The posterior cruciate ligament or PCL, is one of the two ligaments inside the knee that stabilizes the knee to posterior translations. The word “cruciate” means cross, and the PCL crosses the anterior cruciate ligament or ACL in the center of the knee.
Injuries to the PCL are much less common as compared to the the ACL. The injury usually occurs from a direct blow to the anterior aspect of the knee, either from the dashboard during a motor vehicle accident, or a fall directly onto the flexed knee, which often occurs during sports. The PCL can also tear with a forceful hyperextension injury to the knee.

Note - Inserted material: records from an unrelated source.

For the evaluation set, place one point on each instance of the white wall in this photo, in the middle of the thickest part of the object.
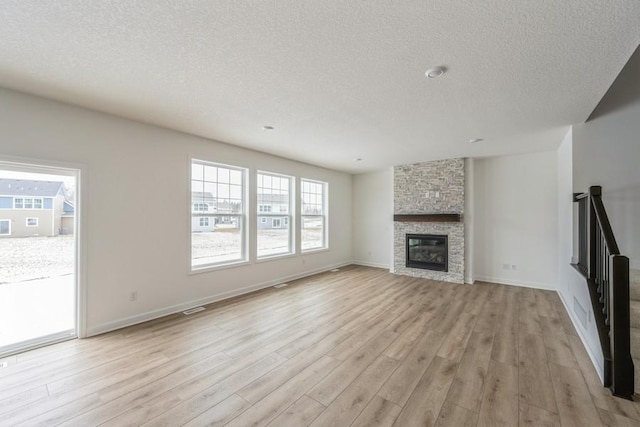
(373, 218)
(606, 152)
(572, 286)
(136, 195)
(515, 219)
(469, 220)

The PCL can rupture mid-substance, but can also stretch and tear internally without complete rupture of the fibers. The PCL can also avulse from the posterior attachment and pull off a small fragment of bone.
PCL injuries can occur in isolation but often there are other ligamentous injuries, including injuries to the collateral ligaments and ACL. Isolated PCL tears are usually treated conservatively with physical therapy, bracing, and eventual return to athletic activities. It has been estimated that 3-5% of NFL football players have a PCL injury!
For combined injuries, bony avulsion injuries, and isolated PCL injuries that continue to adversely affect function, surgical options are offered. When the PCL is avulsed with a small fragment of bone, a repair is performed.
For other types of injury, the PCL cannot be repaired and a ligament reconstruction using a tendon graft ( harvested from the patient or obtained from a cadaver ) is performed.
Watch a video of a cadaveric demonstration of an arthroscopic PCL and ACL reconstruction
The rehabilitation following a PCL reconstruction is much longer than the rehabilitation following an ACL reconstruction. The time back to full sports participation is usually 9-12 months.